Dr Arshad Isakjee, co-author of the study at the University of Liverpool, said: “At a time of heightened awareness and sympathy towards refugees in the wake of the Russian invasion of Ukraine, this research reveals a very different reality facing thousands of displaced people who are attempting to claim asylum in the EU.”
Since 2017, the experts at the University of Nottingham, working with the Universities of Liverpool and Aston, have studied the experiences of asylum-seekers trapped in the Balkans on the border of Croatia-Bosnia, who are attempting to reach the EU to claim asylum.
Their findings have been published in one of the top-rated geography journals, Annals of the American Association of Geographers.
In the paper, the academics say that mounting evidence, including CCTV footage, whistle-blower statements, and first-hand testimony from hundreds of pushback survivors, suggests that during these collective expulsions, asylum seekers are routinely subject to serious human rights violations, including thousands of cases of severe police brutality, intimidation, and theft.
The researchers examined a database of more than 1500 reports of violent ‘pushbacks’ recorded by border violence monitors and conducted interviews with asylum seekers and activists in Bosnia and Herzegovina.
Dr Jelena Obradovic-Wochnik, co-authored the study at Aston University, said: “Refugees need safe routes to claim asylum.
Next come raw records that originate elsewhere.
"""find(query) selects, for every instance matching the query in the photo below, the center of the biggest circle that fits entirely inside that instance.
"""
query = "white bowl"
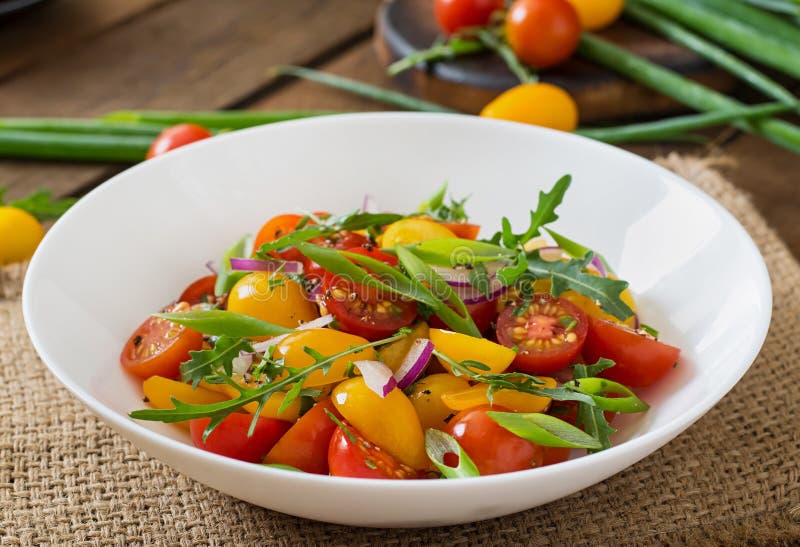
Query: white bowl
(129, 246)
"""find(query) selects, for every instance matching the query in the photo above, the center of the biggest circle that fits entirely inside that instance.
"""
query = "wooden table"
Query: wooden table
(86, 57)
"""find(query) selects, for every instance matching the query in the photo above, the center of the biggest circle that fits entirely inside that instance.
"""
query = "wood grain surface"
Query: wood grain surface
(85, 57)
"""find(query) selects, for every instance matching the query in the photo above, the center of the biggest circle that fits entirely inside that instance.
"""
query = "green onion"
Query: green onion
(757, 44)
(80, 125)
(768, 24)
(363, 89)
(682, 89)
(712, 52)
(522, 72)
(73, 146)
(454, 48)
(670, 126)
(213, 119)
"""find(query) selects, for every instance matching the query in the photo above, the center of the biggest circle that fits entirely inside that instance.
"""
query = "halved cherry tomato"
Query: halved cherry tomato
(305, 445)
(343, 240)
(177, 136)
(640, 359)
(542, 33)
(549, 334)
(494, 449)
(277, 227)
(200, 291)
(230, 438)
(482, 313)
(367, 311)
(158, 347)
(351, 455)
(454, 15)
(463, 230)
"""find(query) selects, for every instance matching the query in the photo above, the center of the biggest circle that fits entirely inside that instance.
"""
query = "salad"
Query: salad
(400, 346)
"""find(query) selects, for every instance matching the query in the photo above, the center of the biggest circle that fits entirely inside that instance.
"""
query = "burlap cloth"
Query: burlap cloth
(731, 478)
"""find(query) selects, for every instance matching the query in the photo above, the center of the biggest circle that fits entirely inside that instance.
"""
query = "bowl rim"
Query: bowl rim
(127, 427)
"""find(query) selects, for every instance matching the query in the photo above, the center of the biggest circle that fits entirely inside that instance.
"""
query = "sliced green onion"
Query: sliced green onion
(681, 89)
(710, 51)
(213, 119)
(737, 35)
(363, 89)
(544, 430)
(73, 146)
(437, 444)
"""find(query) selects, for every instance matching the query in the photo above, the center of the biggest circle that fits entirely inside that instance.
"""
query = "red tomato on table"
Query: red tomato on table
(230, 438)
(158, 347)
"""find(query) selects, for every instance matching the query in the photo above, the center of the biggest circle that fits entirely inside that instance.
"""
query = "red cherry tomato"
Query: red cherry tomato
(158, 347)
(351, 455)
(200, 291)
(543, 33)
(549, 334)
(463, 230)
(494, 449)
(640, 359)
(483, 313)
(339, 240)
(305, 445)
(230, 438)
(366, 311)
(453, 15)
(177, 136)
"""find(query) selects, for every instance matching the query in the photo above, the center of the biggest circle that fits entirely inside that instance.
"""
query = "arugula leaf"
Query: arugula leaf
(437, 444)
(205, 362)
(41, 204)
(572, 275)
(236, 250)
(544, 430)
(224, 323)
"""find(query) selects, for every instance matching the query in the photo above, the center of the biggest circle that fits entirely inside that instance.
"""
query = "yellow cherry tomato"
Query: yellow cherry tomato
(327, 342)
(390, 422)
(273, 298)
(541, 104)
(461, 347)
(414, 230)
(507, 398)
(597, 14)
(393, 354)
(426, 396)
(20, 234)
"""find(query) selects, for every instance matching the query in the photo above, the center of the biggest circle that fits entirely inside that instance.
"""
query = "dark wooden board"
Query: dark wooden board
(404, 26)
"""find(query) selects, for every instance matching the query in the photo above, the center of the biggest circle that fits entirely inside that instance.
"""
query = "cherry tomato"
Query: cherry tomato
(542, 33)
(463, 230)
(453, 15)
(640, 359)
(277, 227)
(305, 445)
(158, 347)
(177, 136)
(549, 334)
(367, 311)
(483, 313)
(230, 438)
(351, 455)
(494, 449)
(200, 291)
(340, 240)
(597, 14)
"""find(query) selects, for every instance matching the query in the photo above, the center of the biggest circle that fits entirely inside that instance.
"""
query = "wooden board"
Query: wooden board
(404, 26)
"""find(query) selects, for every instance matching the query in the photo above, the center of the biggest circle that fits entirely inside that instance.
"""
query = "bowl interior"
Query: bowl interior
(132, 245)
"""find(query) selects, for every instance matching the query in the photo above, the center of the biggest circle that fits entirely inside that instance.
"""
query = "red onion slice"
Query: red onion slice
(414, 362)
(377, 376)
(256, 265)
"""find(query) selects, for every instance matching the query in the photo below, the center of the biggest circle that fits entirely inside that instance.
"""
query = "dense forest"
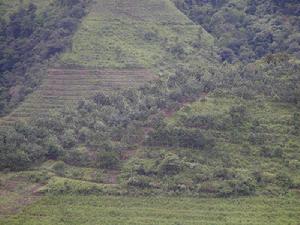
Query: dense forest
(228, 130)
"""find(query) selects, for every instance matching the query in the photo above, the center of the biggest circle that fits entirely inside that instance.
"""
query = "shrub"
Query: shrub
(170, 165)
(107, 160)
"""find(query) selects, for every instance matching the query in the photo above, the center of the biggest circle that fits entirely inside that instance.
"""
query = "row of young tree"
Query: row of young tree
(107, 119)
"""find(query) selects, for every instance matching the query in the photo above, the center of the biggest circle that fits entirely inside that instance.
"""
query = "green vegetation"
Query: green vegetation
(165, 211)
(250, 29)
(210, 125)
(29, 39)
(126, 34)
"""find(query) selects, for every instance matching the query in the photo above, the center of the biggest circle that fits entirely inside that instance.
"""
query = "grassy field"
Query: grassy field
(124, 34)
(65, 87)
(93, 210)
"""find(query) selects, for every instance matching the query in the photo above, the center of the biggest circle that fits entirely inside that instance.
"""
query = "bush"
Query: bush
(170, 165)
(107, 160)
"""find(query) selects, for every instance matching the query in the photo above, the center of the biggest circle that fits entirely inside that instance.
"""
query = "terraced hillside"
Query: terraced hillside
(64, 88)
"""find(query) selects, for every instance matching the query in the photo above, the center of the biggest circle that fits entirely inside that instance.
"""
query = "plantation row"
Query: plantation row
(66, 87)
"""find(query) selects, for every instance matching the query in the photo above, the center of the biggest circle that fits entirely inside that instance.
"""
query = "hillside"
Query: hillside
(161, 98)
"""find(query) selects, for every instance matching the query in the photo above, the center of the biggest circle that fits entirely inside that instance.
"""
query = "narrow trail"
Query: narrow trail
(112, 175)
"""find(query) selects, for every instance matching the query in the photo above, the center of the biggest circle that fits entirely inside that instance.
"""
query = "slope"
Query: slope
(148, 34)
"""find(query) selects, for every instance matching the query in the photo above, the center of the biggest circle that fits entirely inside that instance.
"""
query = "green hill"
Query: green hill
(130, 34)
(157, 97)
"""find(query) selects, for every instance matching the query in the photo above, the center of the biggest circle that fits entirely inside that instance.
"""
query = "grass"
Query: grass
(107, 210)
(124, 34)
(62, 88)
(10, 6)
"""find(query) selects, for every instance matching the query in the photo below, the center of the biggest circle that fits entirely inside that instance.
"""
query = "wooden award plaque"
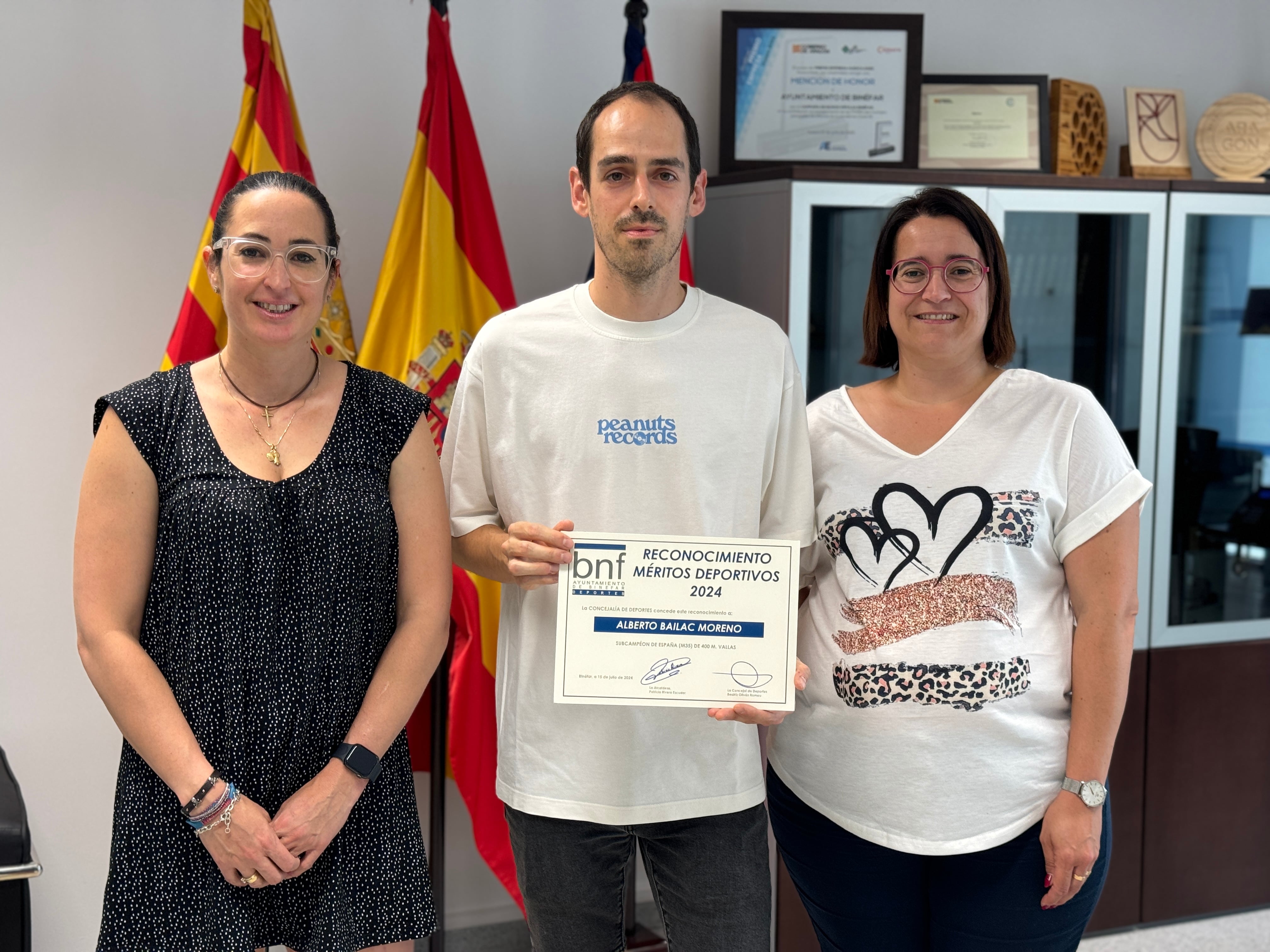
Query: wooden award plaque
(1158, 135)
(1078, 128)
(1234, 138)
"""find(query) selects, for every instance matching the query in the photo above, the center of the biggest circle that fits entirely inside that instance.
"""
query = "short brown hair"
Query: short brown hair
(646, 93)
(999, 338)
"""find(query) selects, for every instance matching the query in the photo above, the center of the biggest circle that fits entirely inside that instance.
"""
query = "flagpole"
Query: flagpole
(438, 772)
(438, 795)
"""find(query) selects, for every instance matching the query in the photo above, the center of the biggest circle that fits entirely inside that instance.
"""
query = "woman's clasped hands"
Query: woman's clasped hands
(258, 851)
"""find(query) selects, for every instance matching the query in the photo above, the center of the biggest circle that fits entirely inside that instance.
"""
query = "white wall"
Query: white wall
(115, 122)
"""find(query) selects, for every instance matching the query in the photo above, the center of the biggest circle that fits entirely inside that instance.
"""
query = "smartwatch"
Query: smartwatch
(361, 762)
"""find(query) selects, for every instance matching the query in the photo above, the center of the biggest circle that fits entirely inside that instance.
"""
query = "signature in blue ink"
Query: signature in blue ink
(747, 676)
(665, 668)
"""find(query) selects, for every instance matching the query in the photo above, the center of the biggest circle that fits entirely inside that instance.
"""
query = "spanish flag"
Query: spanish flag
(444, 276)
(267, 139)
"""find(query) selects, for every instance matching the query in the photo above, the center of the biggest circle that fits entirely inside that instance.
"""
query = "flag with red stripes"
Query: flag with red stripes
(268, 139)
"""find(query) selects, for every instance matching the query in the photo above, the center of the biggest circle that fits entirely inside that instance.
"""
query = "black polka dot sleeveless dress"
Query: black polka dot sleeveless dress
(268, 610)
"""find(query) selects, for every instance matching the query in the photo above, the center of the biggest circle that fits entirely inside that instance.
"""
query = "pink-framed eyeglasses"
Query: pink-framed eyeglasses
(962, 275)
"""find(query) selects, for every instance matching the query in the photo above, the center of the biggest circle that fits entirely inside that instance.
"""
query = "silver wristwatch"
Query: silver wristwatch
(1091, 792)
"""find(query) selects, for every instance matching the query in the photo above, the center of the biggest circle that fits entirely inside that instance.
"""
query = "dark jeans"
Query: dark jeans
(863, 897)
(709, 875)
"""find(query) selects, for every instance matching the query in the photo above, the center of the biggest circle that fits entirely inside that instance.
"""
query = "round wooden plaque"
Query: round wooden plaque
(1234, 136)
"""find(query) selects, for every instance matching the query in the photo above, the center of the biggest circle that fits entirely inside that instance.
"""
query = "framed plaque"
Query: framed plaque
(836, 88)
(985, 122)
(1158, 134)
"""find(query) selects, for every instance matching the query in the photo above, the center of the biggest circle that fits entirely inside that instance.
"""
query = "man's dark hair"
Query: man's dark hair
(882, 349)
(281, 182)
(646, 93)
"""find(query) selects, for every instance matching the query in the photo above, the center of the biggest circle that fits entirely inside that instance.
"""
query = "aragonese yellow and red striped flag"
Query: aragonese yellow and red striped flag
(444, 276)
(268, 139)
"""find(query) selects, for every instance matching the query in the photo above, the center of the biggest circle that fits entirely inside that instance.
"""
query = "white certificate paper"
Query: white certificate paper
(977, 126)
(821, 96)
(678, 621)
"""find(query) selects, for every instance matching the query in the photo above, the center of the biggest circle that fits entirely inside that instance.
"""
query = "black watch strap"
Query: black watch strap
(188, 809)
(363, 762)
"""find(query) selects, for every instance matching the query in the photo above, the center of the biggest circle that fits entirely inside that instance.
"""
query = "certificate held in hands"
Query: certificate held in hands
(676, 621)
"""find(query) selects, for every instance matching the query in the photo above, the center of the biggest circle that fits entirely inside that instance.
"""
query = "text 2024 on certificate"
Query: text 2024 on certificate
(676, 621)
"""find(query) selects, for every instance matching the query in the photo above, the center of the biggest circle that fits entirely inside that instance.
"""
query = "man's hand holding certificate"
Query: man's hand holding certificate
(676, 621)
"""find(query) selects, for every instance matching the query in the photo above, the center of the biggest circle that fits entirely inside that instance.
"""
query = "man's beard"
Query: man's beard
(637, 261)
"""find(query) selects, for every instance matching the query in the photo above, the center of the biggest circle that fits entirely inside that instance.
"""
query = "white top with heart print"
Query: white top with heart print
(939, 630)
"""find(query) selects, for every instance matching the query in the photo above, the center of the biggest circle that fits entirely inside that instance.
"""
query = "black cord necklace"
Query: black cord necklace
(267, 411)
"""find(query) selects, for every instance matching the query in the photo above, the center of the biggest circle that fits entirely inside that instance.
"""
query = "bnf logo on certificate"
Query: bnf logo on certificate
(676, 621)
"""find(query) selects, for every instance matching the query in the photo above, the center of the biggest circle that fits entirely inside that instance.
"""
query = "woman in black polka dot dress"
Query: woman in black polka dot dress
(263, 591)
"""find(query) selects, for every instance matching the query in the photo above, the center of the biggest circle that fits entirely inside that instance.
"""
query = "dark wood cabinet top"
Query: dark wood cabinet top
(985, 179)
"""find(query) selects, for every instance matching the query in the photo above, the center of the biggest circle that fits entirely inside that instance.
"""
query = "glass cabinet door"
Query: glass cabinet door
(1220, 366)
(1079, 289)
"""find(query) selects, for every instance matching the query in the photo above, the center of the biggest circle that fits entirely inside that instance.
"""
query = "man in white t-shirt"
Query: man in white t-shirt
(630, 404)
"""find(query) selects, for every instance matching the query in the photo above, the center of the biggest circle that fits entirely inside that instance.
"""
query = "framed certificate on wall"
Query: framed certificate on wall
(985, 122)
(838, 88)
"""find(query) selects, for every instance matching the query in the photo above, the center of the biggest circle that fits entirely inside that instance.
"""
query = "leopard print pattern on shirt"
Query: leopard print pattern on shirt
(964, 687)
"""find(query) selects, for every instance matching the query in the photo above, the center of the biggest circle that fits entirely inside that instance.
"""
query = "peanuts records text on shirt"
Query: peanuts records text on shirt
(639, 433)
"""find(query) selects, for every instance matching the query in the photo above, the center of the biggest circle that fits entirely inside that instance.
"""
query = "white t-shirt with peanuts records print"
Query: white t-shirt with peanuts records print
(939, 630)
(694, 424)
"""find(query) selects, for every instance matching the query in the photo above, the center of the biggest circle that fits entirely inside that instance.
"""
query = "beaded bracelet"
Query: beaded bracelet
(203, 792)
(211, 809)
(221, 812)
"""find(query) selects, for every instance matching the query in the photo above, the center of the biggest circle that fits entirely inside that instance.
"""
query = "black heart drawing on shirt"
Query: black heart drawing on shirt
(879, 542)
(933, 512)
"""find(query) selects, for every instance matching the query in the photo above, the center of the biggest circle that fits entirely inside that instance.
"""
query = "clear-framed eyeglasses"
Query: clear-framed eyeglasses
(962, 275)
(249, 258)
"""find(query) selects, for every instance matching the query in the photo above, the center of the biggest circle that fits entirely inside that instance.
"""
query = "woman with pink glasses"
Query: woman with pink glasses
(970, 624)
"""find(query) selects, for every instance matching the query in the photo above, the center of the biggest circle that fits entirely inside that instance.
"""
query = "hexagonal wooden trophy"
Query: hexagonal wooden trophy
(1078, 129)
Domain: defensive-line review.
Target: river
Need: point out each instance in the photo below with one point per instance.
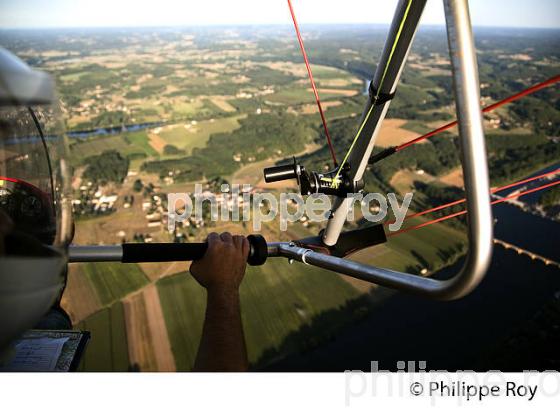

The violence perpetrated on behalf of the EU is shocking and shows total disregard towards the human rights of the men, women and children seeking asylum.”
The experts highlight that pushbacks contravene several international laws, including the European Convention of Human Rights (especially Article 18 and 19) and several principles of the Council of Europe, as well as international norms relating to refugees set out by the 1951 Geneva Convention (specifically Articles 32 and 33).